Child poverty campaigners say the Budget has "broken the mould" of austerity - but say any fiscal surpluses in the next few years should be used to relieve the country's unjust "social deficit", not to cut taxes.
Speakers at the Child Poverty Action Group's annual post-Budget breakfast in Auckland today welcomed a $25 increase in benefits for families as a breakthrough, 43 years after basic benefit rates were last raised.
"It's an amazing step for the Government to acknowledge that we now have poverty and hardship," said Auckland City Missioner Diane Robertson.
"It's sad that it's taken 20 years to get to this first step, but sometimes when you get to the first step the rest of it comes a bit quicker."
Salvation Army analyst Alan Johnson said the Budget's $240 million a year package created "a potential momentum that we need to build on".
"We think this Budget has broken the mould. Finally after a long, long time, we don't have to have incomes for the poorest New Zealanders tied to the consumers price index and nothing else," he said.
But he added: "We are fearful that as we move into surplus, the narrative will change. It will be about tax cuts," he said.
"It will not be what we can do with the surpluses to build a better New Zealand, it will be what the Government cannot do.

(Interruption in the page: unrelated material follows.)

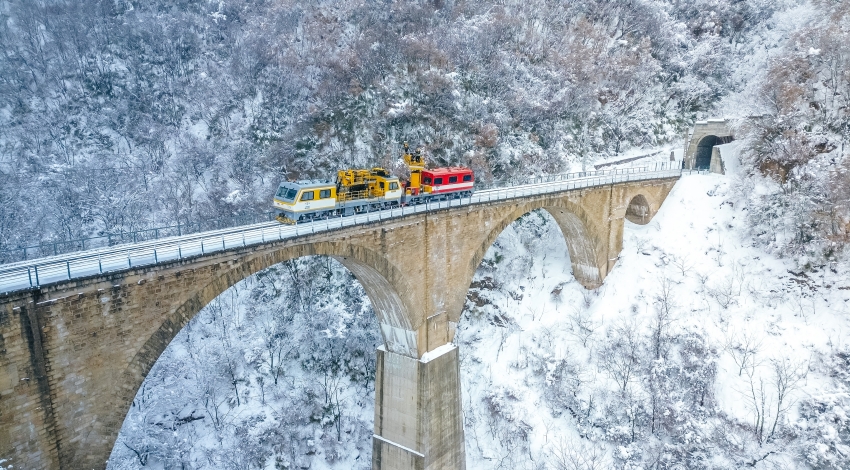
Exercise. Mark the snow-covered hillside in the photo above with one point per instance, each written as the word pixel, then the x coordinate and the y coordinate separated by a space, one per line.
pixel 700 350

That is a narrative we have to look out for and object to."
Auckland University economist Susan St John said New Zealand still had a yawning "social deficit" with 180,000 children living in hardship, high rates of domestic violence and child abuse and high rates of poverty-related illnesses.
"In a way this Budget is tokenism. What we really want is resolution of the social disaster of child poverty," she said.
She argued that the Government's net debt was already low and tax had fallen from 34 per cent of the economy in the 1990s to a projected 30 per cent.
"Government is still pointing to tax cuts in 2017 which we should resist at all costs," she declared.
"What we have is plenty of room to raise taxes and meet the required social spending. We should not be fobbed off by any politician telling us otherwise."
Paediatrician Innes Asher said hospitalisation rates of Maori and Pacific children with poverty-related illnesses such as bronchial and skin diseases increased 70 per cent from 1996 to 2009 in a period when the rates for European children remained low and stable.
"If the tables were turned, if the rates of those conditions were escalating for NZ Europeans and rock bottom and stable for Maori and Pacific, would the country have taken a different course of action?" she asked.
She welcomed last year's Budget decision to extend free doctor's visits and prescriptions for children up to age 13 from this July, and urged the Government to use future surpluses to extend free healthcare to age 18.
"Thirteen to 18-year-old children suffer from depression, especially if they are in poverty. They suffer from asthma and skin infections at rates higher than younger children," she said.
Dr Hirini Kaa of the Maori child advocacy group Te Kahui Mana Ririki said yesterday would be remembered by future historians as "a real significant change" towards greater social justice, and an extra $25 a week or $1300 a year would make a huge difference to Maori families in poor areas such as the East Coast.
But he said injustice in New Zealand was still about racism, with Maori and Pacific people at the bottom of every indicator.
"It's not post-colonial. Colonialism continues unabated. That's why Maori are at the bottom," he said.
He said New Zealand should celebrate the Treaty of Waitangi settlements which began with the $170 million Waikato-Tainui deal signed 20 years ago today, but that was just a start.
"Yes, there is inequality within Maoridom, and there is injustice within Maoridom, and yes, we have to be careful about that. But the challenge is it's going to take decades until Waikato-Tainui are going to find the economic rangatiratanga that they used to have and was taken off them."